22
October
2005
|
16:01 PM
America/Los_Angeles

The Rooster Club: Dealing with the divisions of gender, class and race...and the rise of the nomadic digital societies/tribes

By Tom Foremski, Silicon Valley Watcher.com


Rooster_Vane.gifIn proposing the rooster club, twenty years on from the birth of the Churchill Club, I chose the rooster as a symbol of gender-neutral qualities that are admirable, that describe our times, and can be applied to all people.


[Please see: The Call of the Rooster...]


Yet we live in a society that is still divided along gender, ethnic, economic, and other lines. Those divisions are being dealt with in many ways, through many organizations and the vast goodwill of many people.


I'd rather not drag those divisions into the rooster club which is a place to focus on meritocracy, a salon of peers-not podiums. And meritocracy is a key element of the unique culture of Silicon Valley that should be highlighted.


Mobile, fragmented, and unrooted


These days our culture is becoming more mobile because we have a vast torrent of mobile digital devices and the infrastructure to allow us to be more mobile, to become more nomadic.


We are no longer tied to the desktop PC, nor to the laptop; and we will soon have access to our digital lives from any device anywhere, anytime and anyplace. We are becoming digitally-enabled mobile/nomadic peoples.


We are also more mobile in our thinking, more able to spot the obstacles to progress that gender, ethnic, and economic divisions create.


But we live in an increasingly fractured world because we belong to distinct groups/tribes defined by our employer, our friends, our professional associations, our ethnicity, and our sexual preferences.


Hopefully the rooster club will be a meeting place, online and offline, that can bridge our fractured worlds.


A return to our nomadic roots?


The first human cultures emerged from the nomadic tribal communities where it was common to celebrate the qualities of an animal, its spirit, its qualities, its energies.


We seem to be going back to our roots and becoming nomadic peoples again--or rather "nomadig" people: living in digitally-enabled groups but not necessarily *technology* focused in the same way as when the Churchill Club began 20 years ago.


And this time around, we are no longer tied to a particular geography, and nor is our thinking. Much of the culture of innovation is no longer tied to Silicon Valley, there are centers of innovation all over the planet.


We are mobile and seemingly in constant motion, travelling thousands of miles in a day, in a week, in a month, yet we remain rooted within our online worlds as if we hadn't budged an inch. Our physical address changes more often than our online address.
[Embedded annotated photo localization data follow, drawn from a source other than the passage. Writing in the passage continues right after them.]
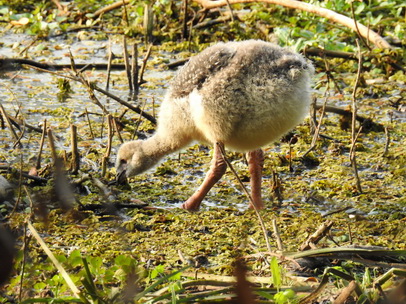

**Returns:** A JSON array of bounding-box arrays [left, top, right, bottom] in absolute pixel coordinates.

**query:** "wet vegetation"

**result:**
[[0, 0, 405, 303]]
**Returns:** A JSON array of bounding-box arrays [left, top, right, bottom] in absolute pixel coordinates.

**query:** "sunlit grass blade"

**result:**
[[133, 265, 190, 302], [27, 221, 89, 303]]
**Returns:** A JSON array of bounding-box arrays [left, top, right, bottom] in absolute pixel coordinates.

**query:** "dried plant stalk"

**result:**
[[350, 41, 363, 194], [131, 43, 139, 95], [272, 219, 284, 251], [101, 114, 114, 177], [123, 36, 132, 91], [181, 0, 189, 40], [36, 119, 47, 169], [27, 221, 81, 299], [84, 108, 95, 139], [0, 102, 22, 147], [138, 44, 153, 85], [299, 220, 334, 251], [382, 126, 390, 156], [112, 117, 124, 144], [70, 124, 80, 174], [105, 115, 113, 159], [143, 3, 154, 42], [47, 128, 59, 167], [105, 38, 113, 91]]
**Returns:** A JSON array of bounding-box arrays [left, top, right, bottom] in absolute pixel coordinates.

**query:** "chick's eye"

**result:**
[[120, 159, 127, 165]]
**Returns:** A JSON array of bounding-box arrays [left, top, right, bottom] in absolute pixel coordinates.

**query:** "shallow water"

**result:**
[[0, 29, 405, 216]]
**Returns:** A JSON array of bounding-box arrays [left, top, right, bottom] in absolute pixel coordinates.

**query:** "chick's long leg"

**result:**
[[181, 142, 227, 211], [247, 149, 265, 210]]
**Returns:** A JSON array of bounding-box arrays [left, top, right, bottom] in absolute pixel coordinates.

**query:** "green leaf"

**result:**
[[355, 3, 366, 15], [68, 250, 83, 267], [271, 257, 282, 290]]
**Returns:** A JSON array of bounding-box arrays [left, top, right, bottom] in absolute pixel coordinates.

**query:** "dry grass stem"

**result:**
[[105, 115, 113, 159], [13, 122, 25, 149], [112, 117, 124, 144], [34, 120, 47, 171], [152, 96, 156, 120], [47, 128, 59, 167], [121, 0, 129, 26], [102, 115, 114, 177], [303, 93, 328, 158], [105, 38, 113, 91], [0, 102, 22, 147], [9, 155, 24, 217], [133, 98, 148, 139], [181, 0, 189, 40], [70, 124, 80, 174], [333, 280, 357, 304], [138, 44, 153, 85], [383, 126, 390, 156], [18, 223, 30, 302], [350, 40, 363, 194], [350, 2, 371, 51], [224, 0, 235, 21], [123, 36, 132, 91], [270, 169, 283, 203], [131, 43, 139, 96], [143, 4, 154, 43], [26, 221, 82, 299], [272, 219, 284, 251], [84, 108, 95, 139], [299, 220, 334, 251], [83, 77, 110, 115]]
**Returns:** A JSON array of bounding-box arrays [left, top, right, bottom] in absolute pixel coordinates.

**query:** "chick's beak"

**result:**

And our digital technology is disappearing into our surroundings, becoming embedded and almost invisible; as the word "digital" is embedded and almost invisible in the word "nomadig."


The call of the Rooster


In the time-honored tradition of when the first nomadic tribes adopted animal spirits and celebrated their unique qualities, I ask you to join me in the rooster club, and let us celebrate the rooster's best qualities--not its gender.